Indian Sex Life: Sexuality and the Colonial Origins of Modern Social Thought
Durba Mitra
Moderated by Yasmine Ergas, Director of the Specialization on Gender and Public Policy, Columbia University
Tuesday, March 16, 2021 | 12:30 PM to 1:30 PM ET
The CGT Lunchtime Seminars are an informal forum for scholars to discuss current research assessing issues of global importance with members of the Columbia community, including students. Learn more about the CGT Lunchtime Seminars by clicking here.
Join Professor Durba Mitra of Harvard University for a discussion of her work Indian Sex Life: Sexuality and the Colonial Origins of Modern Social Thought. CGT member Yasmine Ergas will moderate the seminar. Bringing together vast archival materials from diverse disciplines, Mitra reveals that deviant female sexuality was critical to debates about social progress and exclusion, caste domination, marriage, widowhood and inheritance, women’s performance, the trafficking of girls, abortion and infanticide, industrial and domestic labor, indentured servitude, and ideologies about the dangers of Muslim sexuality.
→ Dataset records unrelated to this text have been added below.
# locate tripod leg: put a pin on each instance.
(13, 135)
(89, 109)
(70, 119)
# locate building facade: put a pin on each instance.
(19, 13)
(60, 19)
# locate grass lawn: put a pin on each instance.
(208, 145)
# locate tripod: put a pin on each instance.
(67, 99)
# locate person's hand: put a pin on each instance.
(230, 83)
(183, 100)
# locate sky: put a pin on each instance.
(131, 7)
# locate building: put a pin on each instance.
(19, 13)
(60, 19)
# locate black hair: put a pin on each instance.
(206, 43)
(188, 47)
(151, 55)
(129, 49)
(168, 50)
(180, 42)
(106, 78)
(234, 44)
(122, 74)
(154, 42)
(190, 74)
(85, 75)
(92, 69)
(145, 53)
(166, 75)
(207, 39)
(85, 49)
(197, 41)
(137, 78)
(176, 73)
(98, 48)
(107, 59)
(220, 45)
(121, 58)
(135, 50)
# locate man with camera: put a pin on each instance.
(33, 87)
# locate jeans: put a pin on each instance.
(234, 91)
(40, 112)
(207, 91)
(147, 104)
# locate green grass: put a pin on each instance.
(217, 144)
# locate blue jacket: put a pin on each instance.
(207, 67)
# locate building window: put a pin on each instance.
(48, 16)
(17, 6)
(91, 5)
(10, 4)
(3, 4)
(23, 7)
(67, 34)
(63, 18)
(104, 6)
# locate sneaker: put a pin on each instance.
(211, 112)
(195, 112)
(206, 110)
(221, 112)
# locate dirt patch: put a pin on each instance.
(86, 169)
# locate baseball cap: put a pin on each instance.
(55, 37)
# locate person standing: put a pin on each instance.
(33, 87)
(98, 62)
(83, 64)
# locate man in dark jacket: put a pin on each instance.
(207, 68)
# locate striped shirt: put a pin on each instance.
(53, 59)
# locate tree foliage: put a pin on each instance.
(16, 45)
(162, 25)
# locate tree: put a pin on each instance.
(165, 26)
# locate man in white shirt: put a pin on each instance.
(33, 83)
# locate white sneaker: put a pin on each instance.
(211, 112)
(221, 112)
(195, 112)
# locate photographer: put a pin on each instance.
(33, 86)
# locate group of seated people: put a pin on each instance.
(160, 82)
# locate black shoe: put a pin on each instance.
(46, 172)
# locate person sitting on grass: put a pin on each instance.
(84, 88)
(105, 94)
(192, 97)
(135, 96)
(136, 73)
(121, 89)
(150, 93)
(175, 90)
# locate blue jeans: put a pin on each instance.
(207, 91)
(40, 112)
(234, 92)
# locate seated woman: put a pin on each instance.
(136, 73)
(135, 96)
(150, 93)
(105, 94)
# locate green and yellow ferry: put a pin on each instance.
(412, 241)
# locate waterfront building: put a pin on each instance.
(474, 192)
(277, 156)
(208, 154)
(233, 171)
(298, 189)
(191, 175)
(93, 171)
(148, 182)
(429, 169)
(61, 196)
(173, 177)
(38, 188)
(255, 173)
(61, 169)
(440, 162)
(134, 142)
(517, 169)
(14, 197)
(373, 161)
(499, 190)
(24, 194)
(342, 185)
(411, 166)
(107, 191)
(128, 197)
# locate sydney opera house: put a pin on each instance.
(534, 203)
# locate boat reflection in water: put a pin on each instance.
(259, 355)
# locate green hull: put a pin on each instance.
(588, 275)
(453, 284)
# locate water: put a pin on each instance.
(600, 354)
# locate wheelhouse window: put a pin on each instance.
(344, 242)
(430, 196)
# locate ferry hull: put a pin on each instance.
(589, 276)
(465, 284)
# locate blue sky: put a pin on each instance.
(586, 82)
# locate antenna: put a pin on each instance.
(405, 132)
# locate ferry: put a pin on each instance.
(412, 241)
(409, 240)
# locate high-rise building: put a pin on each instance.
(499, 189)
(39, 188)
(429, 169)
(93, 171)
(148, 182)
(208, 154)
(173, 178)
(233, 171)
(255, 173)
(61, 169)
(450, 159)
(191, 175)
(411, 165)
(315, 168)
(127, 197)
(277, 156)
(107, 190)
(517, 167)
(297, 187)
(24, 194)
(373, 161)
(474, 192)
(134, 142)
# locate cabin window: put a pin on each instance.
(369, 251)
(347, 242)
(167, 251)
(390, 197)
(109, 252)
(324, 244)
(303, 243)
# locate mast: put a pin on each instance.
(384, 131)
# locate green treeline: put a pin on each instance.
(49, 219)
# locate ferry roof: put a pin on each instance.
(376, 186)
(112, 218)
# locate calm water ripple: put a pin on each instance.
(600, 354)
Thank you to our outreach partners:
The South Asia Institute at Columbia University
The Institute for Research on Women, Gender, and Sexuality at Columbia University
About the Speaker
Durba Mitra is Assistant Professor of Women, Gender, and Sexuality and Carol K. Pforzheimer Assistant Professor at the Radcliffe Institute at Harvard University. Mitra works at the intersection of feminist and queer studies. Her research and teaching focus on the history of sexuality, the history of science and epistemology, and gender and feminist thought in South Asia and the colonial and postcolonial world. Mitra’s book, Indian Sex Life: Sexuality and the Colonial Origins of Modern Social Thought (Princeton University Press, 2020), demonstrates how ideas of deviant female sexuality became foundational to modern social thought. Her current research explores the history of Third World feminist theory and South-South solidarity movements. Mitra is a faculty associate of the Weatherhead Center for International Affairs and is on the Asia Center Council at Harvard. She is a member of the editorial board of the journal Signs, incoming editor of “Books in Brief” for GLQ: Journal of Gay and Lesbian Studies, and a contributing editor for Comparative Studies of South Asia, Africa, and the Middle East.
Mitra is a recipient of the 2019 Roslyn Abramson Award for Excellence in Undergraduate Teaching at Harvard, which recognizes teachers for “excellence and sensitivity in teaching undergraduates,” and the 2020 Star Family Prize for Excellence in Faculty Advising.
Mitra is a founding member of xpMethod: Group for Experimental Methods in Humanistic Research, where she is the moderator for the GenderSex Collective. She co-organizes the “Architectures of Knowledge” workshops, which has led to collaborative research projects on digital archives in Mumbai, India and Lahore, Pakistan.